In hundreds of thousands of years of human existence, an impossible question has surpassed our species: why is the baby crying?!
Sam Altman, who is the father of a 3 -month -old and the CEO of Openai, jumped Openai’s new podcast Today to talk about how his company affects his or her father’s experience. Altman, who describes himself as “extremely full childish”, said he was “constantly” using the chatgpt to ask baby behavior in the first weeks of his son’s life-which is a bit more installed, uses the chatgpt to raise the general questions of the children.
“I mean, clearly, people were able to take care of babies without chatgpt for a long time,” Altman said. “I don’t know how I would do that.”
This, obviously, is fundamentally different from baby questions, something that even the most well -prepared parents have been doing for decades. But given who Altman is, the choice of the tool on the internet he will use is no surprise.
Still, when the illusion remains a challenge for AI products, it may be to be imagined to be so much based on an AI conversation for child care answers.
But parents are known to be turning to many controversial sources for information in the middle of the night. My colleagues with the kids describe Google’s “Pitt Pitt” and the Parent Group Mine on Facebook. Is ChatGPT very different from taking someone’s advice online that insists that you are a neglected responsible if you do not base your baby’s time in the current phase of the moon?
Perhaps the idea of parents who use AI in search of answers for children is less than a “Primal Bell Alarm” than the idea of very young children who use it, which Altman also discussed.
“There is this video that has always been stuck with me by a baby, or a little little kid, with one of these old glossy magazines [tapping] the [cover]”Altman said. The child believed that the magazine was an ipad.” Children born now will believe that people have always had an extremely smart AI. “
Former Openai Communications Scientist Andrew Mayne, who interview with Altman, recalled to see a position of social media from a parent who used Chatgpt’s voice to talk to his child about his obsessions.

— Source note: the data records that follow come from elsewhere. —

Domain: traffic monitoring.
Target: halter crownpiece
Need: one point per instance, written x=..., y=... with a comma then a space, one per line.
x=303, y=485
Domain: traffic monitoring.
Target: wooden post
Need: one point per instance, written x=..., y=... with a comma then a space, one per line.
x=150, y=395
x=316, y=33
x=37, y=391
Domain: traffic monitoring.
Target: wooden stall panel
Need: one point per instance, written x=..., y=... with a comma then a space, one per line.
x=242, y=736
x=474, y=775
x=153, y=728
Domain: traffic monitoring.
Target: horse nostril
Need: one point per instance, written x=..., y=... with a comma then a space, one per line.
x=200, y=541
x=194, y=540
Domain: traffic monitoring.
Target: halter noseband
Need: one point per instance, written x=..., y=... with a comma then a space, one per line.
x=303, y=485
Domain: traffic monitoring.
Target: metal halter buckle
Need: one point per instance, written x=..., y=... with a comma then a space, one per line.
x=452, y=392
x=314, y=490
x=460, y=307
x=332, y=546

“He’s tired of talking to his child about Thomas the Tank Engine, so he put the chatgpt in a voice … an hour later, the child is still talking about Thomas the Train,” Mayne said.

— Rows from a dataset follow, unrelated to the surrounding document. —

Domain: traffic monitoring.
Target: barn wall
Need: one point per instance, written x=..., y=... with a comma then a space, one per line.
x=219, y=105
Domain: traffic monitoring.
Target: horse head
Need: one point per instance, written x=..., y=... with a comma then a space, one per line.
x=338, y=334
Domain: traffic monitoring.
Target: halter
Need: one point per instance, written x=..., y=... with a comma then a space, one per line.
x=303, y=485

“Kids love voice function,” Altman intervened.
As today’s parents turn to Chatgpt for all sorts of similar uses, this will probably end up reflecting the same repetitive reason about the “iPad Kid” generation (yes, it is probably bad to let your child attend “CoComelon” hours and hours, no, no, no time).
But existing media are at least, for the time being, created by a group of people, while Chatgpt policies Suggest that you don’t use children under the age of 13. It has no parental checks control. Even Altman knows the dangers, he said.
“Not everything will be good. There will be problems,” Altman said. “People will develop these somewhat problematic, or perhaps very problematic shorter relationships, and society should understand new protective messages.”
Altman is right. We do not fully know the effect of letting children speak to a large language model for the Thomas the Tank engine for an hour. But at the end of the day, Altman is the head of a huge company that spends billions and billions of dollars in the hope of building AI that is smarter than people and never forgets it in his messages.
“The upsides will be huge!” Said Altman. “Society is generally good at calculating how to mitigate the disadvantages.”